Patriots head coach Bill Belichick is known for his success against young quarterbacks, with a 19-5 record against rookies. When facing quarterbacks from the 2018 draft class, the Patriots allowed only one touchdown and 126 passing yards per game while forcing 10 interceptions. Belichick and the Patriots’ defense held Bills quarterback Josh Allen to 153 passing yards and 26 rushing yards in week three, and they have the capability to hold Lamar Jackson to similar numbers. 

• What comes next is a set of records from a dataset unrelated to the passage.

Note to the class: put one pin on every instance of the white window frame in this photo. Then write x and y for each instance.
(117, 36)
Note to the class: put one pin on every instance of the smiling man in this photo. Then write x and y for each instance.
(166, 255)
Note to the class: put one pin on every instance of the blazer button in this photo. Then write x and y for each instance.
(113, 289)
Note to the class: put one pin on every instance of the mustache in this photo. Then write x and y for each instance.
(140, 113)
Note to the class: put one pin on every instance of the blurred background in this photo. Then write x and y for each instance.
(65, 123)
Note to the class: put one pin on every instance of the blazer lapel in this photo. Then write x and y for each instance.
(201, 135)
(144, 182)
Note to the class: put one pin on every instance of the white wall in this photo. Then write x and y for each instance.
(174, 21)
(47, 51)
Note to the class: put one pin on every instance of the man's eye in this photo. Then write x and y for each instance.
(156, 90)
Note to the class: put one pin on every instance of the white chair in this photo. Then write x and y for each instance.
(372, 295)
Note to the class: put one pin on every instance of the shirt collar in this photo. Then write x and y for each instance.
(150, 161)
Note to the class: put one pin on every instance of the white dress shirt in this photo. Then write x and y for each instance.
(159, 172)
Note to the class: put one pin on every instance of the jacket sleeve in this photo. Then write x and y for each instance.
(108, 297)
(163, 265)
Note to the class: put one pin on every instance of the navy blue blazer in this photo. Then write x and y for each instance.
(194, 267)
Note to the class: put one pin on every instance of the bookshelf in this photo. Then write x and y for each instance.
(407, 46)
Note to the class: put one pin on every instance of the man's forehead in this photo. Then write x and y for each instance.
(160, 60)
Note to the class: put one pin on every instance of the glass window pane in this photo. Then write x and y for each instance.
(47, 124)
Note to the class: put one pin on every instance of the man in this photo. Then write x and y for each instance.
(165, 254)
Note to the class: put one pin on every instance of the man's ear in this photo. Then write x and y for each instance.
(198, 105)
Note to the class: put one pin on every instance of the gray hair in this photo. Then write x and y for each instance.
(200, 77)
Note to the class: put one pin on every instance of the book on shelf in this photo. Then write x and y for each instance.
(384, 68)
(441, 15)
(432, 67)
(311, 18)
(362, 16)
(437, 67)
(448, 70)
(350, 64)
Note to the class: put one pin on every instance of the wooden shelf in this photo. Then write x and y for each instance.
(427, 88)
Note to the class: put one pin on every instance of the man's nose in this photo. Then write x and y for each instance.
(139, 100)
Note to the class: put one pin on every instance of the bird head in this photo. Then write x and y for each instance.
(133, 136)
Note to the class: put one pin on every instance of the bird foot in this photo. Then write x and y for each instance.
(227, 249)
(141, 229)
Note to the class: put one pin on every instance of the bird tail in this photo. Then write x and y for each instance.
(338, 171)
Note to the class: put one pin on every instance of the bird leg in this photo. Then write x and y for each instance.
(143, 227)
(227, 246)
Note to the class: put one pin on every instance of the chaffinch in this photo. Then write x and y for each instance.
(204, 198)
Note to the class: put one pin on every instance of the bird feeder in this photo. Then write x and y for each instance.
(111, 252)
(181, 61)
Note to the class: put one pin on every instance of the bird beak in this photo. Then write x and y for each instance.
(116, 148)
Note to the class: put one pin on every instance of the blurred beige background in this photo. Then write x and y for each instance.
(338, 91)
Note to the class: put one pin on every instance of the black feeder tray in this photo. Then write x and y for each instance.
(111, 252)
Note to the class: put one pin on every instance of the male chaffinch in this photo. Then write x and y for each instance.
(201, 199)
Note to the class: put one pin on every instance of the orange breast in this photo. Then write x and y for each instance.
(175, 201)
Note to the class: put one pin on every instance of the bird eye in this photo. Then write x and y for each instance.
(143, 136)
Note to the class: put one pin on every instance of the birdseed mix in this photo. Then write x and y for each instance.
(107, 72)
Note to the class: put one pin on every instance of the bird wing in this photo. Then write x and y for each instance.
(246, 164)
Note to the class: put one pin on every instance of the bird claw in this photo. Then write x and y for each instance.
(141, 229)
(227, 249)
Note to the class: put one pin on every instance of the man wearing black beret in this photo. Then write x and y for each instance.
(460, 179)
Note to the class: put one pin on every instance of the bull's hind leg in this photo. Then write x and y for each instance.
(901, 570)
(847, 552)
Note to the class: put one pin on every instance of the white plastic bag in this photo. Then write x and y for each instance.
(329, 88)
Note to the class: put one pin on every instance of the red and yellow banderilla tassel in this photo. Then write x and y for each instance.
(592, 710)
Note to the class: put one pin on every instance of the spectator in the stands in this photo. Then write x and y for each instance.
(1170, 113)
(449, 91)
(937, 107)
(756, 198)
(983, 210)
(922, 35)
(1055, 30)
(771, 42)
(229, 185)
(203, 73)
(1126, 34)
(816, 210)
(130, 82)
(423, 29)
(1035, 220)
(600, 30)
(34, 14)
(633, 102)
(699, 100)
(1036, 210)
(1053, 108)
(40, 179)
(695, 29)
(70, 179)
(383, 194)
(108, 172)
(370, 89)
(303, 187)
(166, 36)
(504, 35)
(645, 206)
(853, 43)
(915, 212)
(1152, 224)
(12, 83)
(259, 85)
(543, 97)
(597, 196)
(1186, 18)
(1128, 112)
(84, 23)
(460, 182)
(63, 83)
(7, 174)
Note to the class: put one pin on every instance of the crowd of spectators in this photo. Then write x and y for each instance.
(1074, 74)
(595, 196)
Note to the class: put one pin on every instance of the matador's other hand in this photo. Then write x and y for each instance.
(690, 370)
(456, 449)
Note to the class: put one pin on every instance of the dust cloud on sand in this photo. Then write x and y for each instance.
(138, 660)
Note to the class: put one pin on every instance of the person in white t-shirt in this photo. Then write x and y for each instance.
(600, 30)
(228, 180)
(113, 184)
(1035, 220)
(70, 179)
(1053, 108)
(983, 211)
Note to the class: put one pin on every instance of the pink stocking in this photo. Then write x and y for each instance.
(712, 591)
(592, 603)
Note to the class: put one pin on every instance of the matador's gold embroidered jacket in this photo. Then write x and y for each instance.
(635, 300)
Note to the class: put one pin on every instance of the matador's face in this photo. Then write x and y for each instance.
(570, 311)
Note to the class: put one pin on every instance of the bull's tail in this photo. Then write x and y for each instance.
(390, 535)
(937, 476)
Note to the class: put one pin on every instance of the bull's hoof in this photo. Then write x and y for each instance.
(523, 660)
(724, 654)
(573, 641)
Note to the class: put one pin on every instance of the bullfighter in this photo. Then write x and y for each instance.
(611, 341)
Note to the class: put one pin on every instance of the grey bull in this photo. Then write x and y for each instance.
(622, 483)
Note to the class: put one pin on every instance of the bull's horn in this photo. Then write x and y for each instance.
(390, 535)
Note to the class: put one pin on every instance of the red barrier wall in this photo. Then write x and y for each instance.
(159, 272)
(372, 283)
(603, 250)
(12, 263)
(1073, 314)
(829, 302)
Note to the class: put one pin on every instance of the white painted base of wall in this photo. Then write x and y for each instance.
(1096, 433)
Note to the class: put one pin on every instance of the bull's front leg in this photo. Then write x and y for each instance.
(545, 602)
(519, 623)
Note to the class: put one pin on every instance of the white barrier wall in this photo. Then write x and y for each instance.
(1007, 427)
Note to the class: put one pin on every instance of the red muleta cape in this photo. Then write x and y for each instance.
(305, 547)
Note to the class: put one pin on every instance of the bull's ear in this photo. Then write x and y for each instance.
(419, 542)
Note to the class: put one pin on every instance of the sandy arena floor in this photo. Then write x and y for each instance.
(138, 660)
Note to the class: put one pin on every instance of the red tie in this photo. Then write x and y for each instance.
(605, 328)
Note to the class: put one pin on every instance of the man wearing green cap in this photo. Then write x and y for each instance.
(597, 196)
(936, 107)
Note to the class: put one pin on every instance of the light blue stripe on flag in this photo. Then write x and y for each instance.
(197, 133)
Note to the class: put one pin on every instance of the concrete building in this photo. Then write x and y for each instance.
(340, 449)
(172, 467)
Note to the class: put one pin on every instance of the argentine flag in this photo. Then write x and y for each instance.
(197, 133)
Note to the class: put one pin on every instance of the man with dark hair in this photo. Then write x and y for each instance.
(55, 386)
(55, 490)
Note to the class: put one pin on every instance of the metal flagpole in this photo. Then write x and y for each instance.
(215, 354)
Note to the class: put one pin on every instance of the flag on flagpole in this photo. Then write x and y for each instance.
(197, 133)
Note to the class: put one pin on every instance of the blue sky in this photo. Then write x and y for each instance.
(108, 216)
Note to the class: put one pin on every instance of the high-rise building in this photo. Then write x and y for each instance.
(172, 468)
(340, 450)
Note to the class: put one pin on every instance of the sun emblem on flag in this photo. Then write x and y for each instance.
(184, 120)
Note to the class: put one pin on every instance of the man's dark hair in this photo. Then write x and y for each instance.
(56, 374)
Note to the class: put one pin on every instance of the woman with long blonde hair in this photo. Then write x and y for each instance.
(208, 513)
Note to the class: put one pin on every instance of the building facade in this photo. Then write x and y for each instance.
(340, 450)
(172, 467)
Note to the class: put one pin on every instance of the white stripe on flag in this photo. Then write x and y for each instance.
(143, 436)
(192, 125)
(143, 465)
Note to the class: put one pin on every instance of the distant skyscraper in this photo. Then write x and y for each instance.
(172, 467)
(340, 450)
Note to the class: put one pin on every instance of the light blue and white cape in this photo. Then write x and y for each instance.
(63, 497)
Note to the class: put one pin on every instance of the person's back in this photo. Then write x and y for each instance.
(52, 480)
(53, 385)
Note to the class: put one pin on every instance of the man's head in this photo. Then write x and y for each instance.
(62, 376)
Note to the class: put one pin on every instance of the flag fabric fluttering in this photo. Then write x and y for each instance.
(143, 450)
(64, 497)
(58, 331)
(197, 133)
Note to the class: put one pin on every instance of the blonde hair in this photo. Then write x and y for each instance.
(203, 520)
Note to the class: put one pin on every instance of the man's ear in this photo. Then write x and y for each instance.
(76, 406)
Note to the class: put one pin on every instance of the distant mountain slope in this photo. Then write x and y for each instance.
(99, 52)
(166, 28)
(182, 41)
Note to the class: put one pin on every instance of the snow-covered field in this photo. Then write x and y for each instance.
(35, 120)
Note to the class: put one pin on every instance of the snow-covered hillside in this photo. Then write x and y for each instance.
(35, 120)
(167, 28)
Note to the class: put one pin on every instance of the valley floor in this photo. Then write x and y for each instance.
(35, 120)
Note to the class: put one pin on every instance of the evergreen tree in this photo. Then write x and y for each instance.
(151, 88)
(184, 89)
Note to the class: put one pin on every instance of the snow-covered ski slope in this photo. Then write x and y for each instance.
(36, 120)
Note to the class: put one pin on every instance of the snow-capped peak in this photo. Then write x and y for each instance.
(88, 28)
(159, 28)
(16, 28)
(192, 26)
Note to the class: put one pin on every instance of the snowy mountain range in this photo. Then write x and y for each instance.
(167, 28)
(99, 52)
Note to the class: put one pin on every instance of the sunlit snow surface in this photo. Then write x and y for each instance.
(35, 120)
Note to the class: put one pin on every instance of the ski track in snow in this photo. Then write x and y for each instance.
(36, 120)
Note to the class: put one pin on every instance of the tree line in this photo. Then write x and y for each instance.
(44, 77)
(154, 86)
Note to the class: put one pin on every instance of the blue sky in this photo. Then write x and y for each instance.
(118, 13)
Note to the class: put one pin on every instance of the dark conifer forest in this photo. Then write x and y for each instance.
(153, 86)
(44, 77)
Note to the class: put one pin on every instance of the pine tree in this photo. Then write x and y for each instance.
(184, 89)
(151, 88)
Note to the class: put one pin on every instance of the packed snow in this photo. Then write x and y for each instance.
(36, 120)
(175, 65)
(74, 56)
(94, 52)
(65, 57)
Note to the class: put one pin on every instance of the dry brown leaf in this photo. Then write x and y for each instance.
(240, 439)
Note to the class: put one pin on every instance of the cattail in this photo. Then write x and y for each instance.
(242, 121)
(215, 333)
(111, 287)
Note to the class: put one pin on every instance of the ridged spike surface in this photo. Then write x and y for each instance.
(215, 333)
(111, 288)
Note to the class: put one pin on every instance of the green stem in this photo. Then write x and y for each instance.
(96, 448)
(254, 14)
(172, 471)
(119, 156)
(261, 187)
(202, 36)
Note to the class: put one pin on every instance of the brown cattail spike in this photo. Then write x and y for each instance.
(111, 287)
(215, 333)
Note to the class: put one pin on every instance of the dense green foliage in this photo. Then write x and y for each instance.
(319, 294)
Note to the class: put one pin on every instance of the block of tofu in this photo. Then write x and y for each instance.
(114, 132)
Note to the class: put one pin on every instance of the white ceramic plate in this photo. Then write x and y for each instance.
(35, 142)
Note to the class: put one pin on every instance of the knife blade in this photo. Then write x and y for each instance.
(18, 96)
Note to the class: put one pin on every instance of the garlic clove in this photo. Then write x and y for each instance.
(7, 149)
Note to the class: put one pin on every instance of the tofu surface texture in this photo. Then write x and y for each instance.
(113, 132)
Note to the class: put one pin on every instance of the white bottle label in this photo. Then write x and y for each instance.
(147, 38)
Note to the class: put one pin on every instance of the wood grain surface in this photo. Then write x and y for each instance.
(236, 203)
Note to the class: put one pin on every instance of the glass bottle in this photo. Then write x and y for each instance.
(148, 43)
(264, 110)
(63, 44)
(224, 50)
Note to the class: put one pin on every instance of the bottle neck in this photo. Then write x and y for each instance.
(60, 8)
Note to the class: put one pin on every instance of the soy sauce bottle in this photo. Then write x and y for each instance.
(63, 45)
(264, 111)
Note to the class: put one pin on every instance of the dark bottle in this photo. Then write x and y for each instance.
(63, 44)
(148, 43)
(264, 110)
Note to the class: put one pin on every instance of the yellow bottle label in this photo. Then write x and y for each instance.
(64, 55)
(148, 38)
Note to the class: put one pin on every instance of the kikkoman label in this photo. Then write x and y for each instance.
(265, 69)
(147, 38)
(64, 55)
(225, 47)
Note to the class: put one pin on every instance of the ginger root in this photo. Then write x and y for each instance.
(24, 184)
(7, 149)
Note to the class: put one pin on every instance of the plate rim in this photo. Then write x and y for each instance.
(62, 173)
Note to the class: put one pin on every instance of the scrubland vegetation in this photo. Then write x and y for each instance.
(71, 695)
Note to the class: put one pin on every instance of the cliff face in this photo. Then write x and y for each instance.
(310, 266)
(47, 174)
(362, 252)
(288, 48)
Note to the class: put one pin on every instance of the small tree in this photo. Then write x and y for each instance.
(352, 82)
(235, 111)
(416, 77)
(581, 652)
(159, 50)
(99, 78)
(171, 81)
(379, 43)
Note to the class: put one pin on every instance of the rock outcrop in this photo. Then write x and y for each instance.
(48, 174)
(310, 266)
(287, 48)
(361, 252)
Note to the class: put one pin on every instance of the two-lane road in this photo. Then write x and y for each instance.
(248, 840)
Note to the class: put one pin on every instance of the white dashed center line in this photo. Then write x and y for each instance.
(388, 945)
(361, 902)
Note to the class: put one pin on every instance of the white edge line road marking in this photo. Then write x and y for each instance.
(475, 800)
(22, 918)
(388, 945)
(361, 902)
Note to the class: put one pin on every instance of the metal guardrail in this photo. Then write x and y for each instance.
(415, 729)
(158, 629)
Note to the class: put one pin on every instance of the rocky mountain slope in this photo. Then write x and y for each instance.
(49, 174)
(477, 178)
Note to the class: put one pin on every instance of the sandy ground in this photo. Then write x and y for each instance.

The Patriots struggle to get their running game into a rhythm every week, and with the Ravens ranking third in the league in average rushing yards allowed per game, they will likely rely on Tom Brady and the passing game. With the recent addition of wide receiver Mohammed Sanu to the roster, and the likely return of wide receiver N’Keal Harry this week, Brady will have a healthy receiving core for the first time since week six. Though the Ravens struggled defending the passing game in the first half of the season, their recent acquisition of former pro-bowl cornerback Marcus Peters could bring new life to their secondary.

The injury-plagued offensive line struggles to give Brady enough time during passing plays, causing him to throw incompletions and draw a league leading three intentional grounding penalties. Though the Ravens boast only 12 sacks, the tough and physical Ravens front seven will cause more disruptions for Brady. 

This matchup is a game-changer for the Patriots. With so much confusion surrounding the actual strength of the team, this is the Patriots’ opportunity to prove themselves as the team to beat in the American Football Conference. The Ravens, however, are not afraid of the defending champions, and they are one of just two teams to beat the Patriots in the playoffs at Gillette Stadium. The Ravens are physical, tough, and capable of handing the Patriots their first loss of the season.